Why Were These Changes Needed?

After the passage of the Biggert-Waters Act in 2012, REALTORS® uncovered many problems with the previous flood insurance rating methodology, which had not been updated in a half-century. Risk Rating 2.0 was established as a result and provided much needed updates based on actuarial risk, science and common sense.

Here’s one example: Under the old methodology, an NAR member was quoted an annual rate of $87,000 for flood insurance on a $300,000 home. NAR asked FEMA and independent actuaries how the rate could be so high for the property, a modest home that never flooded, and no one could explain it. Under Risk Rating 2.0, FEMA now uses science to cap the maximum possible NFIP rate at $12,125 per year, which only a few high-value, high-risk property owners would pay. For that same $300,000 home, flood insurance now costs only $1,247 under the new rating system.

Because pricing in the old methodology was based on national flood zones, older and low-value properties subsidized new, high-value properties. NAR’s Insurance Committee collaborated with FEMA and funded an independent actuarial study to help propose a solution. As a result, Risk Rating 2.0 ensures that each property owner pays for only their own individual risk and no one else’s.

Risk Rating 2.0 also provides consumers with full disclosure on flood insurance rates. After the Biggert-Waters Act, I helped clients whose rates jumped over $10,000—and they were required to pay it in one lump sum after buying a home. Believe me, you don’t ever want to have to take calls like this from former clients. I didn’t sleep until Congress rolled back and put the rates on a glidepath with the Flood Affordability Act of 2014, which, unfortunately, was only a temporary measure. Risk Rating 2.0 provides a permanent solution, giving new NFIP policyholders the science-based, actuarially sound, full-risk flood insurance rates upfront before they purchase.

Why Do Some Say NFIP Rates Have Doubled or Tripled?

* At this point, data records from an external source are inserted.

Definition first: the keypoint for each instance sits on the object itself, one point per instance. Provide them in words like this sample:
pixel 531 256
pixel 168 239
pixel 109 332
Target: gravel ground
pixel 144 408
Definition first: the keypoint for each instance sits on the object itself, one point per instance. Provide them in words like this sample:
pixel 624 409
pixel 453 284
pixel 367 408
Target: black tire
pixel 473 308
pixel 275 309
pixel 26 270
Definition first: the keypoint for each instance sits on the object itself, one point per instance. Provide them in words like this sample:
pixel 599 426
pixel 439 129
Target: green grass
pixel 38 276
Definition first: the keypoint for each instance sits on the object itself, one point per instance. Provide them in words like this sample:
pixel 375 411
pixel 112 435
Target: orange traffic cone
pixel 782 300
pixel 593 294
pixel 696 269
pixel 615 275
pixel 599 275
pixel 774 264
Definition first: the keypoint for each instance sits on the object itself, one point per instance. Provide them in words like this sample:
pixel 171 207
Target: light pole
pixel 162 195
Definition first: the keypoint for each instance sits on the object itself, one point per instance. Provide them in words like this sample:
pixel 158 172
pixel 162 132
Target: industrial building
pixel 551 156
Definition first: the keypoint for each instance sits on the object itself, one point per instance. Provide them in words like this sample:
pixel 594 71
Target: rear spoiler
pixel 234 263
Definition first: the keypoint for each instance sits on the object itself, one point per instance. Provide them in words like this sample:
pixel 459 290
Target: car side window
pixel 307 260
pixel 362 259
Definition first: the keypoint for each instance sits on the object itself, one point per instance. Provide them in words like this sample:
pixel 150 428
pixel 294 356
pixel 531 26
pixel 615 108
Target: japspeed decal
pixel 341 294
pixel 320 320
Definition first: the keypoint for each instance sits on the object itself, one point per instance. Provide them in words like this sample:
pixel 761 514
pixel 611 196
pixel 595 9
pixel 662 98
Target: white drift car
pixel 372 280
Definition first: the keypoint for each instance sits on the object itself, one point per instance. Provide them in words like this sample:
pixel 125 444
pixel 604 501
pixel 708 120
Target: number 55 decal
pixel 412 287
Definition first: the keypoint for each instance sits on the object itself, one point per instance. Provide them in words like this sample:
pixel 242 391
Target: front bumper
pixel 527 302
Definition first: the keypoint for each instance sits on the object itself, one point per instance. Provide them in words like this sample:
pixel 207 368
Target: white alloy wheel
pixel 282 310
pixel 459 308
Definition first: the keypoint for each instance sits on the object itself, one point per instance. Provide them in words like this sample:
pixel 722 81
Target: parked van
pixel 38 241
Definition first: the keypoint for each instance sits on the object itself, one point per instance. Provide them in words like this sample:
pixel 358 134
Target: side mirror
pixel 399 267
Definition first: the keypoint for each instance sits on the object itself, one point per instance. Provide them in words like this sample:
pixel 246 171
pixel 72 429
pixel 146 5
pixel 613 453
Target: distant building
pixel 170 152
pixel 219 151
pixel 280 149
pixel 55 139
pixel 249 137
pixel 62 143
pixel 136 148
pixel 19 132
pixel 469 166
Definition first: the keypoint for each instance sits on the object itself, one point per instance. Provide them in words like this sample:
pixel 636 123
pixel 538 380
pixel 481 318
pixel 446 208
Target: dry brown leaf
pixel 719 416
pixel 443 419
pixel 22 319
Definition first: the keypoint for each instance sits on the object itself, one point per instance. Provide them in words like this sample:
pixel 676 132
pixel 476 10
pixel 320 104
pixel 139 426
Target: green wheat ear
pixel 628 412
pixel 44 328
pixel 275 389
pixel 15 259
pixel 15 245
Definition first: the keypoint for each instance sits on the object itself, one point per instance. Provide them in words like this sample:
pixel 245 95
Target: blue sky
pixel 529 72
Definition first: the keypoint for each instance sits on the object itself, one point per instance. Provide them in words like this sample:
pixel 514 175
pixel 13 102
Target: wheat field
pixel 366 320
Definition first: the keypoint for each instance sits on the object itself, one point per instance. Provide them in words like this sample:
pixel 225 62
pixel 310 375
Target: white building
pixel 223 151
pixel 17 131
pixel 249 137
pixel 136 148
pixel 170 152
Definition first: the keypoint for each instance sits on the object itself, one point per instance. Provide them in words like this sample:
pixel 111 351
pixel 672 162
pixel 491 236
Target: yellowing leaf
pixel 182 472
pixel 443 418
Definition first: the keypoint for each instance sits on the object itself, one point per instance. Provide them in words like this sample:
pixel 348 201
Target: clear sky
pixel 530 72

Rates have not doubled or tripled anywhere in the United States. Some media reports are taking out of context a FEMA projection of what the average full risk rate might look like given today’s conditions.  However, those are not actual rates paid by two-thirds of policyholders, and by law, rates cannot increase more than 18% per year.  Also, flood risk is dynamic: Many factors can impact the current projection, including future changes in climate, inflation and the policyholder population. What FEMA data shows is: 1) most policyholders are not paying a full-risk rate and 2) it will take at least five to 10 years before they do if all things stay the same. Here is the actual 2023 NFIP rate data.

What’s Next?

Now that Risk Rating 2.0 is in place, NAR’s Insurance Committee is turning its attention to other priorities, including:

  • NFIP reauthorization. Congress has passed two dozen short-term extensions while continuing to debate meaningful, bipartisan reforms for accurate mapping, affordability through risk mitigation and private flood insurance options. REALTORS® are urging Congress to pass a long-term reform and reauthorization measure that brings stability to real estate markets.
  • Climate financial risk. Risk Rating 2.0 is only one example of a federal agency complying with an executive order to underwrite climate risk. Other federal agencies are currently evaluating their exposure to climate risk, which could have significant implications for federal mortgage loan programs, including Fannie Mae and Freddie Mac.
  • Hazard Insurance. Most insurance policies cover typical disasters except floods and earthquakes. Rising costs are the number one insurance-related issue in many states, including Florida and Louisiana, and NAR’s Insurance Committee is working to develop a handbook to educate consumers.